Scratch beneath the surface and actually read or listen to the comments of Gazans and you see why Hamas’s popularity always goes up whenever there is fighting.
It’s not because the Israelis are being particularly awful to the Palestinians. People in Gaza know that Hamas is begging for Israeli retaliation and understand why the rockets are being launched from neighborhoods packed with civilians or in the vicinity of schools, mosques, and hospitals. They know that if instead of facing an opponent like the IDF that strives to minimize civilian casualties they were up against an adversary as ruthless as Hamas, the price they would pay for the attempt to terrorize the Israeli people would be far higher. After all, the Assad regime and its Islamist opponents have managed to slaughter more than 160,000 Syrians in the last three years and few in the West have even raised an eyebrow about that, let alone be motivated to action to stop that war.

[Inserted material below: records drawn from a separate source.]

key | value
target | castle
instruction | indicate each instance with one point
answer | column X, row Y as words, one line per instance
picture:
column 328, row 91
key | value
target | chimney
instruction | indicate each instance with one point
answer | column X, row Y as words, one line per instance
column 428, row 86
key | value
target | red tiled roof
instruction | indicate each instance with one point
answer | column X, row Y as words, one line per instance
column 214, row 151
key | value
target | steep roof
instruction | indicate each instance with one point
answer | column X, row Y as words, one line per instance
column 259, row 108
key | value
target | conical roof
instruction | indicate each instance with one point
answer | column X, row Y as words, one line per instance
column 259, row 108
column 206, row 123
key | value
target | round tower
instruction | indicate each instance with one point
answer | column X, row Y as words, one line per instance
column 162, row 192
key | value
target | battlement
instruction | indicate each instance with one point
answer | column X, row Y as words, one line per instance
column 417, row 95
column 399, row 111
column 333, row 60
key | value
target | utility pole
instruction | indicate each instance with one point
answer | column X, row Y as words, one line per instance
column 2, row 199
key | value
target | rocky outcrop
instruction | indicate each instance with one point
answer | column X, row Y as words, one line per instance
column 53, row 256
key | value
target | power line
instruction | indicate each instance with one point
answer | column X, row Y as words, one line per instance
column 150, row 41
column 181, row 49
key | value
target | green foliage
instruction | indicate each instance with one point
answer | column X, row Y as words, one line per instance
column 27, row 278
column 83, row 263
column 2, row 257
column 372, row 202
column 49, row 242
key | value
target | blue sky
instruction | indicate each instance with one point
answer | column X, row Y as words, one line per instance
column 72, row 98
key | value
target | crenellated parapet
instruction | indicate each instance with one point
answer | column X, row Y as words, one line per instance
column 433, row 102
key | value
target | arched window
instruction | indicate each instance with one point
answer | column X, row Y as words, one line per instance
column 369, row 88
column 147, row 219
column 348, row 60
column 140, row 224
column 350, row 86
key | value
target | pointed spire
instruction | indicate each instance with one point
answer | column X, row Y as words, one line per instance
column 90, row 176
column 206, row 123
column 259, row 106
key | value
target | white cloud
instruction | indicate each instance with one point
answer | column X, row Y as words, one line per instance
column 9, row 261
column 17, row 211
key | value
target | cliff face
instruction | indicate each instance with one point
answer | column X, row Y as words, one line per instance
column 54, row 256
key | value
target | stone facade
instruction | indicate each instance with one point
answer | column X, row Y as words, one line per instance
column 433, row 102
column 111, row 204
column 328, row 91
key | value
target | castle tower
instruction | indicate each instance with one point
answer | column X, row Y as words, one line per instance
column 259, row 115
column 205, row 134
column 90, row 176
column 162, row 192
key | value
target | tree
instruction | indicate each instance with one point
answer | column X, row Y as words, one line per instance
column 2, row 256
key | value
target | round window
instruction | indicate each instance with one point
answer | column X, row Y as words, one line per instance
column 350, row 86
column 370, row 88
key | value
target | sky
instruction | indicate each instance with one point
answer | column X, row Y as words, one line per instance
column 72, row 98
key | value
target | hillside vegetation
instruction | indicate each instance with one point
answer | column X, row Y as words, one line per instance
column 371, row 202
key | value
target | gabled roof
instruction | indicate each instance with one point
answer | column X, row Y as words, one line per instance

The Palestinians have embraced the suffering that Hamas has brought upon them because they think being set up to be killed is their part in the war against the Jewish state. Read this quote from Al-Ahkbar:
Undefeated, the 43 year-old man told Al-Akhbar “this is the price that we have to pay; Haifa cannot be shelled and the Resistance men cannot sneak into Ashkelon to clash with the occupation soldiers if we do not present martyrs and casualties… all our wounds do not matter it if they can shorten the distance to Palestine.”
When Palestinians speak of Hamas actions they refer to it as “resistance against the occupation.” But by that they are not referring to any occupation of Gaza. Israel evacuated every single soldier, settlement, and civilian from Gaza in 2005. Nor are they talking about the West Bank. When they speak of “occupation” they are referring to pre-June 1967 Israel. They genuinely think of their war with Israel as an anti-colonial struggle in which the “colonists”—the Jews—will someday be forced to leave or die, as Hamas’s charter promises. Indeed, the conceit of that piece in Al-Akhbar is that even if bomb shelters were available to Palestinians (and as I wrote last night, they exist but they’re used for Hamas and their bombs, not civilians), they wouldn’t use them because they see their spilled blood as a contribution to the cause of reversing the verdict of 1948, i.e. the “Palestine” that the Gaza man is talking about.
The problem with attempts to understand this conflict is that all too much effort is spent on unraveling the minutiae of recent events and almost none is directed at trying to understand the motivations of Hamas and its supporters. If Palestinian statehood as part of a two-state solution were their goal, they could have realized it 15 years ago. Palestinian leaders, including the allegedly moderate Mahmoud Abbas, have rejected four such offers in that time. Instead, they have mindlessly preferred to refuse to recognize the legitimacy of a Jewish state no matter where its borders are drawn and to insist on the so-called “right of return” for the descendants of the 1948 refugees (even though nearly as many Jews were expelled or fled their homes in the Arab and Muslim world after the same events) that is a prescription for the end of Israel.
Hamas makes no secret of its goal: the elimination of the Jewish state and the expulsion or murder of its people. Their rockets won’t get them closer to that objective. Nor will the spilled blood of Palestinians in Gaza. But it is the refusal of the Palestinian people to put aside the delusion that this is a desirable or achievable purpose that fuels Hamas’s popularity and perpetuates the conflict. Whether or not there is a cease-fire this week, it won’t really end until the Palestinians and their foreign supporters concede that history won’t be reversed and get on with the business of building their own lives in a world in which Israel’s existence is permanent.